Sigue la ofensiva política en Cataluña con el Referéndum de independencia como horizonte, mientras el Gobierno central, con la ley en la mano, pretende plantar cara al independentismo, huyendo de la política y refugiándose en la legalidad vigente, especialmente la que se deriva del Tribunal Constitucional. Mientras en Cataluña, sigue el debate sobre el Presupuesto de la Generalitat en el que se incluye, a pesar de la advertencia del Consejo de Garantías Estatutarias (un organismo de la propia Administración catalana) una partida económica específicamente dedicada al Referéndum ilegal del mes de Septiembre. Partida, que a pesar de las advertencias de los letrados del Parlament, ha sido votada por los diputados de Junts Pel Si, dos de la CUP, y uno de una disidente de Podem, que no se ha abstenido, como han hecho sus compañeros de grupo CSQP (Catalunya Si Que es Pot, que han votado en contra).

Los diputados socialistas, populares y de Ciudadanos, no han querido participar en la votación a la que se han opuesto los servicios jurídicos de la Cámara, tras el dictamen del Consejo de Garantías Estatutarias. Por eso, dentro de un notable rifirrafe, porque se ha llegado a pedir un segundo informe jurídico y la petición de convocatoria urgente de la Mesa del Parlament, la célebre enmienda adicional 31 ha sido aprobada y en ella se insta al Govern a “habilitar las partidas para garantizar los recursos necesarios en materia de organización y gestión para hacer frente al proceso refrendario sobre el futuro político de Catalunya”.

Lo que ha hecho este miércoles el Parlament de Catalunya ha sido un acto más de desobediencia, la característica de todo este proceso, que ha afectado ya al expresidente de la Generalitat Artur Mas, la exvicepresidenta Joanna Ortega y la consejera de educación Irene Rigau, que ya han sido inhabilitados por distintos periodos de tiempo por desobediencia, y el diputado del Partido Demócrata de Catalunya (Pecta), antigua Convergencia Democrática de Cataluña, (CDC), Francesc Homs que este miércoles ha visto como el Tribunal Supremo, ha hecho publica también su inhabilitación por un año y un mes por desobedecer al Constitucional y responsabilizarse de la consulta del 9N. De nuevo el señor Homs, como hizo a lo largo del proceso, insistió en que se le inhabilitaba por poner unas urnas cuando en realidad se le inhabilita por desobedecer al Tribunal Constitucional.

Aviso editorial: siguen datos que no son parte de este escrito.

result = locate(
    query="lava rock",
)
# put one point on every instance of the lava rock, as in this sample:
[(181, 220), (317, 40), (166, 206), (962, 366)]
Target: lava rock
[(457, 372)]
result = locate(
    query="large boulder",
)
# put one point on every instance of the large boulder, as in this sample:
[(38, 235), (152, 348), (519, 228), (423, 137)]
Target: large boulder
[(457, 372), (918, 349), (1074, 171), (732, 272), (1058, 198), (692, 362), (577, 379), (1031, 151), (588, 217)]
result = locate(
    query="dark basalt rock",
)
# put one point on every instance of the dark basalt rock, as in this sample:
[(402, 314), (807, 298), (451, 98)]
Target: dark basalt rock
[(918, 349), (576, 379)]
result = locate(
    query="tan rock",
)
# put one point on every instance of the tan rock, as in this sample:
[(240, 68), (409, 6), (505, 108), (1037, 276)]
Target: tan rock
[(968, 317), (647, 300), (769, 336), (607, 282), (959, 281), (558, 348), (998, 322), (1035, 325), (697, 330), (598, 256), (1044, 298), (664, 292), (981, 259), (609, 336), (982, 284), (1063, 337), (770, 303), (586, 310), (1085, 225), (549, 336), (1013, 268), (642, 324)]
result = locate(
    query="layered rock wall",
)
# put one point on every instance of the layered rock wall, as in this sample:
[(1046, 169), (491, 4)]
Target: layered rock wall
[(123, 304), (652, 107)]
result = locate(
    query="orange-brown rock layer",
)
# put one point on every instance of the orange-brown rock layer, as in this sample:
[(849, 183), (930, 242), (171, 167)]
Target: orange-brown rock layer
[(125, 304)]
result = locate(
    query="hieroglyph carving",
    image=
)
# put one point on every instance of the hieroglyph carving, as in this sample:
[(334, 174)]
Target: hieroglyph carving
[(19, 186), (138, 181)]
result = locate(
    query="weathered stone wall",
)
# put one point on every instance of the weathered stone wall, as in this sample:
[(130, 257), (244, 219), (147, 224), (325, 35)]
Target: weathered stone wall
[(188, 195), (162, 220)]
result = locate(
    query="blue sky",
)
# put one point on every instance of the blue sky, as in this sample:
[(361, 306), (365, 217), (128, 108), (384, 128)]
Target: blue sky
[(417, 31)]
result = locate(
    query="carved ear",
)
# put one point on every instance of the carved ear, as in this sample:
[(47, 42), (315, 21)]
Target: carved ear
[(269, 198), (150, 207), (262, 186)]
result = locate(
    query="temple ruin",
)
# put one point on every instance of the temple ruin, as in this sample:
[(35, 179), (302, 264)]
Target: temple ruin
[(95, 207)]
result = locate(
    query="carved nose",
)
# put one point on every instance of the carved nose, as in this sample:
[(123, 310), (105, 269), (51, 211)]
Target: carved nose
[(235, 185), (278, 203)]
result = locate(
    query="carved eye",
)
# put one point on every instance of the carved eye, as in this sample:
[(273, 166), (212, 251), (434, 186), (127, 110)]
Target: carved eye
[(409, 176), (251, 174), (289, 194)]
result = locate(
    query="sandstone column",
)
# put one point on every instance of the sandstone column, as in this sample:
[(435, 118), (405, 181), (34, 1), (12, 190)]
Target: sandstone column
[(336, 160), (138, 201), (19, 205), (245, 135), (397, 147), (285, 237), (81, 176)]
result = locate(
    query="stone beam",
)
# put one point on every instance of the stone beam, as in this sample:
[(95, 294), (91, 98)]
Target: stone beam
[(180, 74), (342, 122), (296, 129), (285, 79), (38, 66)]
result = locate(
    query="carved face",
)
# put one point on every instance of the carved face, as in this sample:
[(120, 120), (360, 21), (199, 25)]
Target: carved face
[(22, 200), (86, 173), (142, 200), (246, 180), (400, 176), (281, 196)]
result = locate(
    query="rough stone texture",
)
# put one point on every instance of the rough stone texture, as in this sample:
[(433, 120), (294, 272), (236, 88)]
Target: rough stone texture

Todas estas noticias se producen después de la petición de Puigdemot y Oriol Junqueras para la formación de una Mesa política que negocie la celebración de un Referéndum legal, parecido al que se celebró en Escocia en 2014 y en un ambiente de enfrentamiento interno entre los partidarios del Referéndum Sí o Sí, los defensores de un adelanto electoral que ganaría Esquerra y los que siguen preconizando una declaración unilateral de independencia. Es la tesis del periódico francés Les Ecos que señala que los independentistas intentan subirse al tren de Escocia en lo que llaman con cierta ironía “el mismo estribillo”.

Aunque el Gobierno cree que puede seguir esquivando el debate esgrimiendo solamente argumentos jurídicos, en Cataluña no basta. Casi el 85% de los habitantes de la región se pronuncian a favor de la celebración de un referéndum, molestos por la indiferencia del poder central. Para ellos no se trata necesariamente de optar por el separatismo, si no de poder votar, aún a riesgo de que se pronuncien contra la salida de Cataluña, o de defender la reforma de la Constitución hacia un modelo federal. Los últimos sondeos perfilan una fractura profunda en la sociedad catalana: El 45,3% dice estar a favor de la secesión, pero el 46,8% se opone, según el centro de estudios de opinión de Cataluña. Las encuestas también apuntan a un hartazgo creciente, y los contrarios a la independencia se movilizan.

“Con autorización o sin ella, es la tesis del periódico, los independentistas, prometen celebrar un Referéndum antes de septiembre, y prepara el proceso de “desconexión”, con un arsenal de leyes que deberían facilitar, llegado el día, la transición hacia una República catalana. El Gobierno español permanece impasible ante lo que considera un farol. La pregunta es cuánto tiempo podrá seguir evitando una auténtica propuesta política para redefinir un proyecto de país que vuelva a unir a la gente”.